Customização de motos: o que é e o que não é permitido no Brasil

A legislação para a customização de veículos no Brasil funciona a partir da resolução 292, que você pode ver aqui, e pode ser considerada clara em algumas coisas, mas em outras deixa brechas que podem causar confusões. As leis estão constantemente sujeitas à modificações, por isso é importante estar sempre atento.

Premissas básicas

Os itens de segurança como espelho, retrovisor, setas, freios, para-lamas, entre outros especificados na resolução não podem ser removidos de maneira alguma.

Além disso, não é permitido customizar a moto de uma forma que ela fique muito parecida com outro modelo da mesma moto. Isso acontece porque se a moto for roubada e em outros casos que necessitem identificação, ela não pode estar completamente descaracterizada. Sendo assim, é permitido, por exemplo, mudar o formato do farol para outro formato, mas não para aquele que faça confundir com outro modelo que já existe. Entretanto, essas especificações podem passar despercebidas por um policial desinformado.

Chassi

Fazer alterações no chassi não é permitido, mas é muito comum nas customizações, especialmente das café racer. Com um trabalho muito bem feito, que não coloque em risco a integridade física do piloto nem da moto, é possível que passe por alguma supervisão, mas por lei não é permitido. A balança, que faz parte do chassi, também não pode ser modificada.

Tanque

O tanque não pode ser alterado por lei, mas pode ser pintado. As trocas de tanque são frequentes, mas a lei é clara e elas não são permitidas.

Pintura

Se você possui uma moto branca e não quer alterar o documento para outra cor, a pintura precisa permanecer em 60% da moto branca. Porém, se você deseja tornar sua moto de outra cor, precisa fazer a alteração no documento. Também é possível alterar no documento para “Cor Fantasia”, quando a moto não tem uma cor principal definida. Assim é possível alterar a cor da moto sempre que desejar, se não for alterar apenas para uma cor comum.

Pneu e rodas

Os pneus e rodas podem ser modificados de acordo com seguintes regras: o diâmetro total de roda e pneu não pode ultrapassar a soma dos dois no modelo original da moto, nem diminuir. O diâmetro precisa continuar sendo o mesmo. A espessura da roda também não pode ultrapassar o para-lama. Se quiser alterar para uma roda maior, o para-lama também precisa ser alterado.

Guidão

O guidão da moto é uma das estruturas com menos restrições para a troca. Esta substituição só precisa ser feita por um guidão de uma marca homologada.

Retrovisores

A resolução 292 do CONTRAN não é clara sobre retrovisores, porém a resolução 226 do DETRAN, que você pode conferir aqui, deixa claro que não é possível alterar o tamanho dos retrovisores originais.

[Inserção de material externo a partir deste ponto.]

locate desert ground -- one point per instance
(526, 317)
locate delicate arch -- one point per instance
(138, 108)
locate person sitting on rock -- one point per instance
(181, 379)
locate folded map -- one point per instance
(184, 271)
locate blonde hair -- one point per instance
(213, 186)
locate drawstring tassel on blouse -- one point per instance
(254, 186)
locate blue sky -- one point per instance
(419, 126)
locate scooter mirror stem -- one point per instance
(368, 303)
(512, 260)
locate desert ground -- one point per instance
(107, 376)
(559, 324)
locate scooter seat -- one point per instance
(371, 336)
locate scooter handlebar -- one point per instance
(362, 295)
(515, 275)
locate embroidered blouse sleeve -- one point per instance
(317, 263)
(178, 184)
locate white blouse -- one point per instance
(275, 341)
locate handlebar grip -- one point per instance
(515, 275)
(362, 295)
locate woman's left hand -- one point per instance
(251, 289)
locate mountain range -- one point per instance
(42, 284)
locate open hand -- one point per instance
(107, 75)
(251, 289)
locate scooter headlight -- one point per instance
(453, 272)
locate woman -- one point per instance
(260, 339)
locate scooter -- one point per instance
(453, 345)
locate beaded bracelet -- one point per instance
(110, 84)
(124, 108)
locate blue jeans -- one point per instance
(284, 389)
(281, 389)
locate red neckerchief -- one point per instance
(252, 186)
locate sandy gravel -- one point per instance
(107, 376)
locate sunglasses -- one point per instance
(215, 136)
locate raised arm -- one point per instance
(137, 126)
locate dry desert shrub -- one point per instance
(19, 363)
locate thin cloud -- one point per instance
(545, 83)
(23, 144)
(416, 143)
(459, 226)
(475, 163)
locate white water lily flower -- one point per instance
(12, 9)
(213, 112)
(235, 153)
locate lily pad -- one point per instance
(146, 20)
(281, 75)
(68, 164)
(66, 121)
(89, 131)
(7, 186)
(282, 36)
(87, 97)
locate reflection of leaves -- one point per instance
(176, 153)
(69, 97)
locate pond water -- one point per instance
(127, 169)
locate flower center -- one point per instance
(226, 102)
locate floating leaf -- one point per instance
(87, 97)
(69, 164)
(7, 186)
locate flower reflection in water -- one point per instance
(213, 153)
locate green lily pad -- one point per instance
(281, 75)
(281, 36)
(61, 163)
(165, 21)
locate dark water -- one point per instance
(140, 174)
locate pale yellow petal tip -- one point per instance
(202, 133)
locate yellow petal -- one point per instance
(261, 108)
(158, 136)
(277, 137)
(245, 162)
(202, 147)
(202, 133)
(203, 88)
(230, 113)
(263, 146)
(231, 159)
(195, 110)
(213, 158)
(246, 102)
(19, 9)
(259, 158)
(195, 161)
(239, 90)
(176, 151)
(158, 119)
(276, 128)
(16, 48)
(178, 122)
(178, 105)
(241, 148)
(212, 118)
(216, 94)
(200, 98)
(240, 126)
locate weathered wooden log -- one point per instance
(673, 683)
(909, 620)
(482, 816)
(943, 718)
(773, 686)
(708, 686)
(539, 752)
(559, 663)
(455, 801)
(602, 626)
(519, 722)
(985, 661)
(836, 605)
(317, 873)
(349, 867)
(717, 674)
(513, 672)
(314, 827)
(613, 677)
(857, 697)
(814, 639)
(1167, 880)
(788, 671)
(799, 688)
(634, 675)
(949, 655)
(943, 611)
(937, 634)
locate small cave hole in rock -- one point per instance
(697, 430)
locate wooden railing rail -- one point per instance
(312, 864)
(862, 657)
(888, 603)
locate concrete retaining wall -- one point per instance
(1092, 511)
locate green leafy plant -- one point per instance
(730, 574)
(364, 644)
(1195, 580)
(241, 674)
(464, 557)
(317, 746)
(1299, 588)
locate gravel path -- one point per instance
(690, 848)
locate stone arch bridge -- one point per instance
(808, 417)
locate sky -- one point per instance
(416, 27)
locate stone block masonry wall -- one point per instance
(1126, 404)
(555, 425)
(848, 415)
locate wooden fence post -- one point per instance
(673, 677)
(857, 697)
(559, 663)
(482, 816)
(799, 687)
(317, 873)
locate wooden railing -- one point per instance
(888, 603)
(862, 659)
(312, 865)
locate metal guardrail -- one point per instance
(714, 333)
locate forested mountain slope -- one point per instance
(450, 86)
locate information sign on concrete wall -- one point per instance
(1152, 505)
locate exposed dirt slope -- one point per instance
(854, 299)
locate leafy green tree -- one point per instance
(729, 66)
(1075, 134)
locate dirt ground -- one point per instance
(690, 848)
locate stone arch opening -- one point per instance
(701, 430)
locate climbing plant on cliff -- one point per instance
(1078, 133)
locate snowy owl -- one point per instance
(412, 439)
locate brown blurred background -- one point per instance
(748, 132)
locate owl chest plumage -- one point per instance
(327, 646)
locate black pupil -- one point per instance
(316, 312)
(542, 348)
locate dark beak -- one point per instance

É possível substituir por outro retrovisor, mas sem modificar seu tamanho.

Painel

O painel pode ser alterado, mas para todo painel é obrigatório ter o velocímetro e as luzes-espia. As luzes-espia são aquelas que nos informam a situação de funcionamento de itens como: óleo, injeção eletrônica e setas. O odômetro, medidor de combustível e marcador de marcha podem ser removidos.

Banco

O banco pode ser trocado da forma que desejar. A única regra é nos casos de bancos com garupa, que precisam ter a alça ou a cinta para apoio.

Escapamento

Não é permitido trocar o sistema de escapamento. A única peça que pode ser substituída é a ponteira ou silenciador do escapamento, respeitando os limites de poluentes e sonoros, e a troca precisa ser feita por marca homologada.

Suspensão e freio

É possível realizar a troca da suspensão e freios se for feita por marcas homologadas para a instalação.

Placas

A moldura das placas não pode possuir nada que dificulte a leitura ou que a torne mais escura, retirando a iluminação ou interferindo nos números e letras. A lei não é clara com relação à alteração da posição da placa.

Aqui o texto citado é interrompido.